In immunology, seroconversion is the time period during which a specific antibody develops and becomes detectable in the blood. After seroconversion has occurred, the antibodies can be detected in blood tests for the disease. During an infection or immunization, antigens enter the blood, and the immune system begins to produce antibodies in response. Before seroconversion, the antigen itself may or may not be detectable, but the antibody is, by definition, absent. During seroconversion, the antibody is present but not yet detectable.


The physical structure of an antibody allows it to bind to a specific antigen to form a complex. Because of this binding, if the amounts of antigen and antibody in the blood are equal, each molecule will be in a complex and be undetectable by standard techniques. The antibody or antigen is only detectable in the blood when there is more of one than the other.
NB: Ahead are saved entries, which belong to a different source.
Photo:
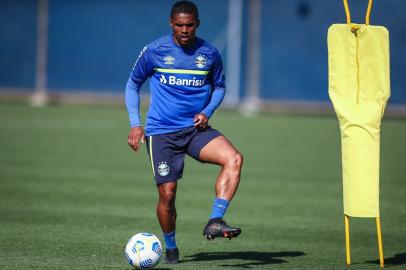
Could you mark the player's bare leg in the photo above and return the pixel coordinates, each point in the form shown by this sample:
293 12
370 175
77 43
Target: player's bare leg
221 152
166 212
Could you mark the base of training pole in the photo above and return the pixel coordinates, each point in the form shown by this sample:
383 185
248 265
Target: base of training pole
347 240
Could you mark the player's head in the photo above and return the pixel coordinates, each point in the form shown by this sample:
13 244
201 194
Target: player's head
184 21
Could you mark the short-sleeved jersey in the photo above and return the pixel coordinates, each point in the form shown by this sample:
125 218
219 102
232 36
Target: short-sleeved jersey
181 82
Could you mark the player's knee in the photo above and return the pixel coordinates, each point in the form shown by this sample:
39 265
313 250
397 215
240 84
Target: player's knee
235 161
167 197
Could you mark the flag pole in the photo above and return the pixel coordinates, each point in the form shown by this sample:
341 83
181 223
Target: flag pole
380 246
347 239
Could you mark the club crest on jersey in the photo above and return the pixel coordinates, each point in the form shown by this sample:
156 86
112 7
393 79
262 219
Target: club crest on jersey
169 60
200 61
163 169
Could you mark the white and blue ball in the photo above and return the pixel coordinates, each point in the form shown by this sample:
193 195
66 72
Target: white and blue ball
143 251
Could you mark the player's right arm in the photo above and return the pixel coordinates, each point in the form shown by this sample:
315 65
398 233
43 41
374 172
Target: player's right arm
141 71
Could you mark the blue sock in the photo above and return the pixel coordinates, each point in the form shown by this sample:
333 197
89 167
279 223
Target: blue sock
170 241
219 208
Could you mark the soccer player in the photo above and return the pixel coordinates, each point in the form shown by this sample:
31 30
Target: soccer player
187 86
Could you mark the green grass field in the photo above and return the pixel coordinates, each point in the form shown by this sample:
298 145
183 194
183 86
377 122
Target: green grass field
72 193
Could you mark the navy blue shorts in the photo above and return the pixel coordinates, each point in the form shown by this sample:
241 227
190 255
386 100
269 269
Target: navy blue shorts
167 151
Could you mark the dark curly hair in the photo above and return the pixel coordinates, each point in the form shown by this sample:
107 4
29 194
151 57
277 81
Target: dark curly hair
184 7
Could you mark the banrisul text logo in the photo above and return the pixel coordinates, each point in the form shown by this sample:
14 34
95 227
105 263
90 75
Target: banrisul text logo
173 80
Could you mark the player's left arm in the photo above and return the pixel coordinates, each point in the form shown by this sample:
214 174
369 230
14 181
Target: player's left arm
219 89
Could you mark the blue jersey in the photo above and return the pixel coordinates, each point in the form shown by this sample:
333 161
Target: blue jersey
183 82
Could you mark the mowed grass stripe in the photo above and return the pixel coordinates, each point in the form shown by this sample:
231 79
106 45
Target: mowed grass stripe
72 193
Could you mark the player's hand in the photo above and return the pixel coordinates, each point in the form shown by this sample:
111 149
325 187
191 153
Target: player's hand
201 121
135 136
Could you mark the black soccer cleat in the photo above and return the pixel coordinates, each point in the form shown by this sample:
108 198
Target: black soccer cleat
171 256
219 228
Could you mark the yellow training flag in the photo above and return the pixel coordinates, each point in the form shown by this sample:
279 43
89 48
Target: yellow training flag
359 88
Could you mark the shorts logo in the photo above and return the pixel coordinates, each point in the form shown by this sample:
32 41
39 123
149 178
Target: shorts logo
200 61
163 169
169 60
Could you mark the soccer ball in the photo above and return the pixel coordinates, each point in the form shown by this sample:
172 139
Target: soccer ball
143 250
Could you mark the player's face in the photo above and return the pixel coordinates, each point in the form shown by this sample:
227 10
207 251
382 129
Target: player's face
184 26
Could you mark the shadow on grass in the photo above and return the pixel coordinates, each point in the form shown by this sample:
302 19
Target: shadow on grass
253 258
398 259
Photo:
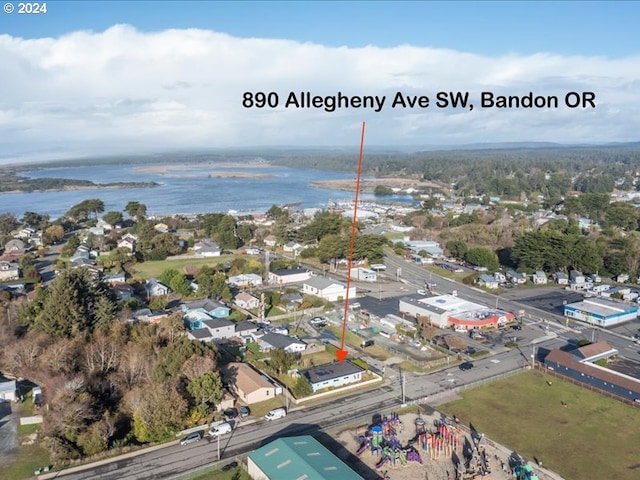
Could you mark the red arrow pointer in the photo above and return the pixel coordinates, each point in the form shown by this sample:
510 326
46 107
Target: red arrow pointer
342 353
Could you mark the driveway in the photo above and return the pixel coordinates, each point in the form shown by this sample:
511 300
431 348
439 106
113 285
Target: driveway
9 419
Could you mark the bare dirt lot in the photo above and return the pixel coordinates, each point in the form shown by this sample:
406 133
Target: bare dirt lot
449 453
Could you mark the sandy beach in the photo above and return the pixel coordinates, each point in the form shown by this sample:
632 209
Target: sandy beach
368 185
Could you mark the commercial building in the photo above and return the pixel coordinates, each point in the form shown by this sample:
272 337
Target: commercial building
601 312
451 311
301 457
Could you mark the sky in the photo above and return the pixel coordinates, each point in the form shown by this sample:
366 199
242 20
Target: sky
98 78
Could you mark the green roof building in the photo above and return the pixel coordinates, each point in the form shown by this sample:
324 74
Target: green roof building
297 458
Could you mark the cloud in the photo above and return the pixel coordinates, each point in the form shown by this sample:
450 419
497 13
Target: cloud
124 90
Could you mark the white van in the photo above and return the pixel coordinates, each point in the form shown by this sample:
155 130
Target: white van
220 429
275 414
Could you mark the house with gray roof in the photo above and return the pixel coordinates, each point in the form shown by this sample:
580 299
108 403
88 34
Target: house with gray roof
331 375
273 341
327 288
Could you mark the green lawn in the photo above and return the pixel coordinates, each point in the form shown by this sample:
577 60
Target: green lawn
155 268
27 459
592 437
234 474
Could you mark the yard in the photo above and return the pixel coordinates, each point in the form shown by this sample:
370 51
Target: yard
29 457
572 431
154 268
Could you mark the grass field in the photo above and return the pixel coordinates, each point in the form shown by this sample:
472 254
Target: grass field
27 459
155 268
592 437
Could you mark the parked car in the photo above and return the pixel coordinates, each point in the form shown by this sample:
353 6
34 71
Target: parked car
220 429
275 414
229 466
191 438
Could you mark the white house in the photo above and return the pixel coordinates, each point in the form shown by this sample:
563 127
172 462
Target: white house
246 301
539 278
245 280
487 281
327 288
155 288
364 274
333 375
272 341
9 271
9 391
207 248
291 275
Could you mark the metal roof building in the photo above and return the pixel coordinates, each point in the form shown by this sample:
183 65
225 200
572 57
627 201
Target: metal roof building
294 458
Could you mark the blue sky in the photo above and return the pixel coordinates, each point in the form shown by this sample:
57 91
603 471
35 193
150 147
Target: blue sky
492 28
112 77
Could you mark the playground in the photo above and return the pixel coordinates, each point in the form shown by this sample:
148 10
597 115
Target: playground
415 446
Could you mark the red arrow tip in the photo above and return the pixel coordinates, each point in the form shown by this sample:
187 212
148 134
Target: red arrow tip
342 355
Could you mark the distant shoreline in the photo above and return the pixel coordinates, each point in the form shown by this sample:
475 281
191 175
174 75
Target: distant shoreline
166 169
368 185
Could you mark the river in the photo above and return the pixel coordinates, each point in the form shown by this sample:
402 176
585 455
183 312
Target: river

Early in an infection, the antigen molecules outnumber the antibody molecules, and there will be unbound antigen that may be detectable, while all the antibody molecules are bound. After seroconversion, there is more antibody than antigen, so there is a detectable amount of free antibody, while all the antigen is bound and undetectable.
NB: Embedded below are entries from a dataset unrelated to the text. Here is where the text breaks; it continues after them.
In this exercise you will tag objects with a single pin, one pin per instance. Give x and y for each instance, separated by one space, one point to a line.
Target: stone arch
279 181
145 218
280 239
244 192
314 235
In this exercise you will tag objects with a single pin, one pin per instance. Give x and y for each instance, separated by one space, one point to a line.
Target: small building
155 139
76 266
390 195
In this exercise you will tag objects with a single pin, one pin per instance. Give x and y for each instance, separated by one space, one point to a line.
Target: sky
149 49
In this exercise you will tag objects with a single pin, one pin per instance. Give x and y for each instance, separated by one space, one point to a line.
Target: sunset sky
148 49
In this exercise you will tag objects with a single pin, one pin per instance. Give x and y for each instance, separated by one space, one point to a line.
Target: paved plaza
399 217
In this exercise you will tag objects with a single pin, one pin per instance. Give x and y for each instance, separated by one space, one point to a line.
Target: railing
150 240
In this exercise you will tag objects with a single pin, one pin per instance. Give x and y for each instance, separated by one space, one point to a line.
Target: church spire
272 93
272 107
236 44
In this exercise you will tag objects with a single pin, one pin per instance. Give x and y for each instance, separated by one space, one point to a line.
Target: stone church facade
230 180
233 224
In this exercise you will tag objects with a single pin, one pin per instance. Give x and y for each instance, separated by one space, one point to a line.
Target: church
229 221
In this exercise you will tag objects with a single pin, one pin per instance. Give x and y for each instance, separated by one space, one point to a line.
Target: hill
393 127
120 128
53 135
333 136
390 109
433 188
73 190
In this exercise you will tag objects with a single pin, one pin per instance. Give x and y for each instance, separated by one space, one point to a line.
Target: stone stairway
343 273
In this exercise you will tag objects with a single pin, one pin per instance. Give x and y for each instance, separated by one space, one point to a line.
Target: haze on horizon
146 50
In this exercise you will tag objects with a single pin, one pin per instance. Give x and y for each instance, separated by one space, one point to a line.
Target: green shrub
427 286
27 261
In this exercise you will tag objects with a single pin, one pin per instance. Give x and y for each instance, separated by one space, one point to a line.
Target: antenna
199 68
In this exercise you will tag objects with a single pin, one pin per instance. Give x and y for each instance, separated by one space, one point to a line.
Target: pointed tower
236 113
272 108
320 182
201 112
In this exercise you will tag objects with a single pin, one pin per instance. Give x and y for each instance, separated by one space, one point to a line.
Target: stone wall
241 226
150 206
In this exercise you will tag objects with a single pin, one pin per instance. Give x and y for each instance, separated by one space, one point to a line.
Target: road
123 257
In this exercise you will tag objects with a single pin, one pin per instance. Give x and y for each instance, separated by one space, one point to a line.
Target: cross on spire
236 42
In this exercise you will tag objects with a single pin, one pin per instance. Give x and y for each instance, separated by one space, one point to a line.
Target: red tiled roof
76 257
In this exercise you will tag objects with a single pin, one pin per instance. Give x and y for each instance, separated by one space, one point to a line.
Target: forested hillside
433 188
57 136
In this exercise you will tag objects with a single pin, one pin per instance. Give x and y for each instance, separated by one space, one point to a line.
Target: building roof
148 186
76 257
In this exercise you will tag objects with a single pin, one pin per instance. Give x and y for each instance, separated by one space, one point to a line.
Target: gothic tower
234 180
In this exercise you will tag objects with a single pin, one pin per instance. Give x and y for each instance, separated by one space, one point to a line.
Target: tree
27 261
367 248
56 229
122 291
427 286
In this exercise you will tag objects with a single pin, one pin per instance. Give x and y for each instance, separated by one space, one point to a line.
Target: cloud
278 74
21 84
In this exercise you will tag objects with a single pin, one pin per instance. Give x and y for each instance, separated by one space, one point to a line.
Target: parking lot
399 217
During seroconversion, when the amounts of antibody and antigen are very similar, it may not be possible to detect free antigen or free antibody. This may give a false negative result when testing for the infection.[1] This time is referred to as the window period.

Serology (testing for antibodies) is used to determine if specific antibodies are in an organism's blood. Serostatus is a term denoting the presence or absence of particular antibodies in an individual's blood. Before seroconversion, the blood test is seronegative for the antibody; after seroconversion, the blood test is seropositive for the antibody.[1]
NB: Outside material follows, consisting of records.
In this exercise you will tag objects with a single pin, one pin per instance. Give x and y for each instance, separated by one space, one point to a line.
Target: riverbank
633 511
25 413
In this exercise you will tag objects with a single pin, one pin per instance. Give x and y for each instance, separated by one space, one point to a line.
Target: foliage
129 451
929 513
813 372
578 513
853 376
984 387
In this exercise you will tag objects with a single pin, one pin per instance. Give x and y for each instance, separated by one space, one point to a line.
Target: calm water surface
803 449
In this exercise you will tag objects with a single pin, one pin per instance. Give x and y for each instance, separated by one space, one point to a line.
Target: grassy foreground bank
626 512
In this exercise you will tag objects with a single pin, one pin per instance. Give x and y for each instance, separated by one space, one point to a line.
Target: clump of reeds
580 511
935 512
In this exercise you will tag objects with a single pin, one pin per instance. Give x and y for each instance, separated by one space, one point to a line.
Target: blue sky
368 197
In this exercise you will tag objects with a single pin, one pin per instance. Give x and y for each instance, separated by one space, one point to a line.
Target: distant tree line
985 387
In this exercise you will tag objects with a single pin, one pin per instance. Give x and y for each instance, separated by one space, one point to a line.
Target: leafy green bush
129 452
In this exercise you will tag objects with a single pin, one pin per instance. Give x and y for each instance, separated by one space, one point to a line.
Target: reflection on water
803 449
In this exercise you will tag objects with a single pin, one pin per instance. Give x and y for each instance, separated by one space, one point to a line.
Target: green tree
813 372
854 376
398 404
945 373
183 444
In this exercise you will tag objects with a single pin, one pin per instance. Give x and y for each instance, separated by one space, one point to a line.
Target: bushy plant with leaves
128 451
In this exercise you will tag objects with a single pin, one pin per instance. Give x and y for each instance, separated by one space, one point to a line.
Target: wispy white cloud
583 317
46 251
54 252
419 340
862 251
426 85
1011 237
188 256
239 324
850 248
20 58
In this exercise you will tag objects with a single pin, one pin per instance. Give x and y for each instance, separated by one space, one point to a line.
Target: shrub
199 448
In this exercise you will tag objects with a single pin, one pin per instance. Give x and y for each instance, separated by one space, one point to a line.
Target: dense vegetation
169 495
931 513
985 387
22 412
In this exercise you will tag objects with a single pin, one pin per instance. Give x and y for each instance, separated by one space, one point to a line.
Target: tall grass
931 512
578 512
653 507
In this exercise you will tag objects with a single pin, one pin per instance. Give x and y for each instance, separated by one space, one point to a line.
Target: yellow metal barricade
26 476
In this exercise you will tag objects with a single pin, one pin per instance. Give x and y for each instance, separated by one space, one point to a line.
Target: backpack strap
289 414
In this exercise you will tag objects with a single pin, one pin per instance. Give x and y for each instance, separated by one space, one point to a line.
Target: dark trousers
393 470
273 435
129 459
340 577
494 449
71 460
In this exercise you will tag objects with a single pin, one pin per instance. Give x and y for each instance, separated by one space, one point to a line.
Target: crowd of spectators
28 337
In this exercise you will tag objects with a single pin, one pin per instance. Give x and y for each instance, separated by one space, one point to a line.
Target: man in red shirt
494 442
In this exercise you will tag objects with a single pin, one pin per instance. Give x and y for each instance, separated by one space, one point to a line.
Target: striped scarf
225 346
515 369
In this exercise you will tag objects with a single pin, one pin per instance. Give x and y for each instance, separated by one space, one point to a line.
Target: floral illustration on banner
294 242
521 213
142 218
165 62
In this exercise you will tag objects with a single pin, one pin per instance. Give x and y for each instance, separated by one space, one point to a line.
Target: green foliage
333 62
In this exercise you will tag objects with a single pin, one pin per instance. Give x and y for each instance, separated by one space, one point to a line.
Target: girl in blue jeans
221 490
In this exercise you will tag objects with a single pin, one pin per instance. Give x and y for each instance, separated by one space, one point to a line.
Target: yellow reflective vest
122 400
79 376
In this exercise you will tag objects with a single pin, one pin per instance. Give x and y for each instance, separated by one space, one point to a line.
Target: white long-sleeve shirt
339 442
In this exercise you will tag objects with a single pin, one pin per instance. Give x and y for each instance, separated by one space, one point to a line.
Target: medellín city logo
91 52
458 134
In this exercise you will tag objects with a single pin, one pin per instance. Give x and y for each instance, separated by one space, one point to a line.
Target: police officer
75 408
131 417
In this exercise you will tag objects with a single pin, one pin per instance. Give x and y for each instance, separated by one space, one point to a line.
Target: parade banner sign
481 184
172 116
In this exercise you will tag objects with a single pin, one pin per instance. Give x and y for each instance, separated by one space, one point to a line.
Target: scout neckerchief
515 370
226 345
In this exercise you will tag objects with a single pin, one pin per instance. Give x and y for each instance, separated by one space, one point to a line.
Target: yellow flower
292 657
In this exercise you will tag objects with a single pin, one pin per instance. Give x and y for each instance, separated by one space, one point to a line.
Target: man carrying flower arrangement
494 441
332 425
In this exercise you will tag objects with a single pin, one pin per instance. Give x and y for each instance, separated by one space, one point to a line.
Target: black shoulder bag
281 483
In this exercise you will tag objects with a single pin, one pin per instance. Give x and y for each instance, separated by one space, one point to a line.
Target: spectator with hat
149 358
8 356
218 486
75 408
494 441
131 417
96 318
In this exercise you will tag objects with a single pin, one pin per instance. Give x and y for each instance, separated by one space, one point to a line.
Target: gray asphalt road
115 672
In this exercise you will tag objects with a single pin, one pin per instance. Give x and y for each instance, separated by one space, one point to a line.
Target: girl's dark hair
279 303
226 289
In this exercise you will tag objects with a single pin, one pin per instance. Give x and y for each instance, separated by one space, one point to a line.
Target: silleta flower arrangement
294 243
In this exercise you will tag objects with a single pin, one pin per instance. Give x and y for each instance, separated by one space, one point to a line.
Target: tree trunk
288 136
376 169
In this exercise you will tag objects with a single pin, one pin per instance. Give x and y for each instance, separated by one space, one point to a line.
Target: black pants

The word 'seroconversion' is often used in reference to blood testing for anti-HIV antibodies. In particular, "seroconverted" has been used to refer to the process of having "become HIV positive".

Seroreversion is the opposite of seroconversion. This is when the tests can no longer detect antibodies in a patient's serum.[1]


The immune system maintains an immunological memory of infectious pathogens to facilitate early detection and to confer protective immunity against a rechallenge. This explains why many childhood diseases never recur in adulthood (and when they do, it generally indicates immunosuppression).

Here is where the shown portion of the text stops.